Previous example is a paraphrase of logical consequence of the economy downturn to a country which relies heavily on IT sector and foreign market. We’ll now visit the target market itself and see how this event changes the behavior of its components. First, we’ll define two essential components in the target market with respect to its suppliers: direct buyers and indirect buyers.
Direct buyers deal with business contracts or provisioning from commodity or service providers or sellers. They establish trade links with arrays of prospective sellers worldwide. As buyers, they have capital to spend either for their own consumption or in investment or product chains. The indirect buyers, here we can also use the term “primary buyers”, are often entangled with the government, and together forming invisible dependency net. The government shall not let them fall since they contribute a big portion to national revenue and growth and to certain extent they symbolize the national pride and economy power. Forget Adam Smith’s invisible hand theory and the pureness of self-autonomic free market. The government stains the purity by stipulating some policies correlated with the primary buyers’ activities.
Next, we have indirect buyers that buy goods or services from the primary buyers, thus becoming target of domestic market. This kind of buyers are also open for direct negotiation with sellers abroad, but with lower scale due to the upper bound limit of capital. We can reflect them in such representations of salary men or small entrepreneurs. Talking about economic activity, these buyers usually do purchasing for personal consumption and sometimes, limited investments.

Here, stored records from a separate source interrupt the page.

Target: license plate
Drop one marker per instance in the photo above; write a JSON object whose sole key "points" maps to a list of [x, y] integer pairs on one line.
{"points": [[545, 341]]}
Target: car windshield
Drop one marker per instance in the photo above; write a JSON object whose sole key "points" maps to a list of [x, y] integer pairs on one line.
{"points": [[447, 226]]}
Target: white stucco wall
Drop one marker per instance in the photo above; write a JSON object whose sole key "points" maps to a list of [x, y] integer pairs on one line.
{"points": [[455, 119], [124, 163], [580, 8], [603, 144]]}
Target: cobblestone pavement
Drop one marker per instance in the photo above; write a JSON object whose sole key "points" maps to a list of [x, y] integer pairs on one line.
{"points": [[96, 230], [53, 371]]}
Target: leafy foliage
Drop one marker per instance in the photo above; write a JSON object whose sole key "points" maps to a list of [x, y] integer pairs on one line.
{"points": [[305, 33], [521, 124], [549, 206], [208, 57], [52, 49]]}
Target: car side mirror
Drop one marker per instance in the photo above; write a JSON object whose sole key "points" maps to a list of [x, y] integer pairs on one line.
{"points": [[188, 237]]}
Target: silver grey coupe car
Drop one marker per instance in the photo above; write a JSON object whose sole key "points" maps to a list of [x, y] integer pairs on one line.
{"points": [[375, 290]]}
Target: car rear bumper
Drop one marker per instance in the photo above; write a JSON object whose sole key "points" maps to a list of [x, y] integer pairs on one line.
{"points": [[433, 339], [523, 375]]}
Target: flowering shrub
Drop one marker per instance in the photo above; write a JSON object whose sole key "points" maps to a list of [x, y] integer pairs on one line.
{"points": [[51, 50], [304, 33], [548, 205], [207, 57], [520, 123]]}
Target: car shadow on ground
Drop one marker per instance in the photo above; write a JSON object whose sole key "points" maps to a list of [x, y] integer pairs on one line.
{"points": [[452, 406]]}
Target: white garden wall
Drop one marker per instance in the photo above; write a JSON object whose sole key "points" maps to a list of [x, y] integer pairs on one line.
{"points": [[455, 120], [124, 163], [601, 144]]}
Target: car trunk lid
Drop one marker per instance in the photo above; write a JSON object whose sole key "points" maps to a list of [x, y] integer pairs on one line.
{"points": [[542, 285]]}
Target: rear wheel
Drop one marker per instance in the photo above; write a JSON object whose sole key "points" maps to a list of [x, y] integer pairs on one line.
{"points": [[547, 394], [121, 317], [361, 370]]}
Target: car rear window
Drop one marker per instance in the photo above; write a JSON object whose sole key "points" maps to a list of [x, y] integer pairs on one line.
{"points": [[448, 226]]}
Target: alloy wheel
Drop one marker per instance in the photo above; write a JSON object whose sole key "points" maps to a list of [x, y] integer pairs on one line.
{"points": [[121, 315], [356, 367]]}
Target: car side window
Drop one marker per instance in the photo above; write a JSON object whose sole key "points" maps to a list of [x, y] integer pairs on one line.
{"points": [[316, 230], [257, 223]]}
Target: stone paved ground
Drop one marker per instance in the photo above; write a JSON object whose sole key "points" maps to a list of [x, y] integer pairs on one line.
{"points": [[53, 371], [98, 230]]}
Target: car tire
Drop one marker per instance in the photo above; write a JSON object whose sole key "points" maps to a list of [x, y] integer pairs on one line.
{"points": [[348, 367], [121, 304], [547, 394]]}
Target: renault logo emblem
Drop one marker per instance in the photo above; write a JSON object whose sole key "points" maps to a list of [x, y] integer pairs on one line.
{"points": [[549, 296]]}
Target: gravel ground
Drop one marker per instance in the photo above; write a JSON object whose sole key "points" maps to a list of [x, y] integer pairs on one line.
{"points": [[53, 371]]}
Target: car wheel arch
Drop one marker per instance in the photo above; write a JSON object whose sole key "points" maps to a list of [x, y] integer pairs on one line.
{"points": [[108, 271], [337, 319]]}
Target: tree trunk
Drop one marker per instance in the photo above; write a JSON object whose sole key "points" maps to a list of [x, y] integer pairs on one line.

At the macro economy level, we have seen how several countries have revised their national growth rates. Consumption usually contributes a significant factor to the national growth. If the growth becomes sluggish, we can expect that consumption may experience negative trend or grow in an almost stagnant inclination.
Let’s shift to the micro scale. There is an anecdote saying, people buy what they like and seldom what they really need. This infers that purchasing is also a matter of emotional state. When propensity to consume is high and the wallet allows to do so, the probability of ineffective purchase will go higher. However, when the financial situation is tight, people become more logical and buy things based on the priority.
IT products and services are often considered as side purchase. This assumption often infers such purchase is tertiary and not of urgency -except for business with IT as its core. When this assumption is applied to the indirect buyers’ side, we may see how they reschedule or postpone their purchasing plan for IT products and services and go over with their most urgent list. As these buyers create support link to the primary buyers, this also transmits a negative signal for the rest of the symbiosis. For a longer period of stagnant or negative purchase growth , the primary buyers in IT sector will also suffer from this situation and surely the sellers will also do later on.
The indicator is easy to notice. Let’s wait for average IT salary and job availability in the beginning of 2009. It will tell us what to do and where to resort the drowning ship.